China said Friday it has sanctioned seven people, including former Trump Commerce Secretary Wilbur Ross, in response to U.S. penalties imposed on Chinese officials over Beijing’s clampdown on democracy in Hong Kong.
The reciprocal sanctions were imposed under China’s new Anti-Foreign Sanctions Law, which was passed in June. The sanctions are a response to the United States’ recent warning to companies about the risks of doing business in Hong Kong.
They also came days before Deputy Secretary of State Wendy Sherman is to visit China, making her the most senior U.S. official to visit China during the Biden administration.
In addition to Ross, others sanctioned include Carolyn Bartholomew, chair of the U.S.-China Economic Security Review Commission; Jonathan Stivers, former staff director of the Congressional Executive Commission on China; and Sophie Richardson, Human Rights Watch’s China director.
Also sanctioned were DoYun Kim at National Democratic Institute for International Affairs; Adam Joseph King, senior program manager of the International Republican Institute and the Hong Kong Democratic Council.
“I would like to stress once again that Hong Kong is China’s Special Administrative Region and its affairs are an integral part of China’s internal affairs,” Foreign Ministry spokesperson Zhao Lijian said in a statement. “Any attempt by external forces to interfere in Hong Kong’s affairs would be as futile as an ant trying to shake a big tree.”
White House press secretary Jen Psaki said at a Friday press briefing that the U.S. is aware of China’s newest sanctions.
“We are undeterred by these actions and we remain fully committed to implementing all relevant U.S. sanctions on authorities,” Psaki said at the briefing. “These actions are the latest examples of how Beijing punishes private citizens, companies and civil society organizations as a way to send political signals and further illustrates the PRC’s deteriorating investment climate and rising political risks.”
Psaki said it follows China’s “baseless sanctioning” of two commissioners from the U.S. Commission on International Religious Freedom in March, 28 U.S. officials in January as well as sanctions on U.S. officials and organizations in July 2020.
The Chinese Embassy in Washington didn’t immediately respond to a request for comment. The State Department did not immediately respond to CNBC’s request for comment.
Lijian said Friday that China “firmly opposes and strongly condemns” the Biden administration’s issuance of the Hong Kong Business Advisory last week, which warns that U.S. firms are facing several risks posed by China’s sweeping national security law in Hong Kong.

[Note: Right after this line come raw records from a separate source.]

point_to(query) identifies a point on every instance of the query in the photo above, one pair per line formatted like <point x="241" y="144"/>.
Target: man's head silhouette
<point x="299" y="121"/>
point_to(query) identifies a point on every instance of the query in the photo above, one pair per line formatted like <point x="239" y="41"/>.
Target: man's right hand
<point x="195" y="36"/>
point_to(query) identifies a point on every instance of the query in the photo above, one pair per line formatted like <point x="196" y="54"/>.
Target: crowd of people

“These acts gravely violate international law and basic norms governing international relations, and severely interfere in China’s internal affairs,” Lijian said in the statement.
China’s national security law was passed in June 2020 and has been condemned by Washington for aiming to limit Hong Kong’s autonomy and banning literature that is critical of the Chinese Communist Party.

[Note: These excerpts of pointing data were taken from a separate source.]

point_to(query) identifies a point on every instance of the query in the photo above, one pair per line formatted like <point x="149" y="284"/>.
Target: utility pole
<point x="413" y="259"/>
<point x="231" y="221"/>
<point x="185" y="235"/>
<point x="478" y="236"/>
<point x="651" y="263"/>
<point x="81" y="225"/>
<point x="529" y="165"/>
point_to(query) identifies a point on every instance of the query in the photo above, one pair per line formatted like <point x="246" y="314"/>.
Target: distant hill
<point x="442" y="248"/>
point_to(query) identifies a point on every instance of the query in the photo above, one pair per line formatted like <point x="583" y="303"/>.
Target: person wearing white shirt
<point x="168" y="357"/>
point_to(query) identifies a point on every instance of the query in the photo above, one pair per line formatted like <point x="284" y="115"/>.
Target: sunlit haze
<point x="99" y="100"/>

A Biden administration advisory, published jointly by the departments of State, Treasury, Commerce and Homeland Security, says businesses face risks of warrantless electronic surveillance, surrendering data to authorities and “restricted access to information.”
It also sanctioned several Chinese officials with Beijing’s liaison office in Hong Kong for limiting autonomy in the territory.
“Beijing has chipped away at Hong Kong’s reputation of accountable, transparent governance and respect for individual freedoms, and has broken its promise to leave Hong Kong’s high degree of autonomy unchanged for 50 years,” Secretary of State Antony Blinken said in a statement about the advisory.
The Hong Kong warning came days after the Biden administration issued a similar advisory for firms with businesses and operations in Xinjiang province, where there is growing evidence that the Chinese government has carried out genocide and other human rights abuses against Uyghurs and other Muslim minorities.
The relationship between Beijing and Washington became even more strained under the Trump administration, which provoked a trade war and worked to ban Chinese technology companies from doing business in the U.S.
Biden has previously said that his approach would differ from his predecessor’s, stating that he would work closely with allies to push back against Beijing.
The Chinese sanctions on Ross came soon after the Department of Justice declined to prosecute him for allegedly misleading Congress about census citizenship questions.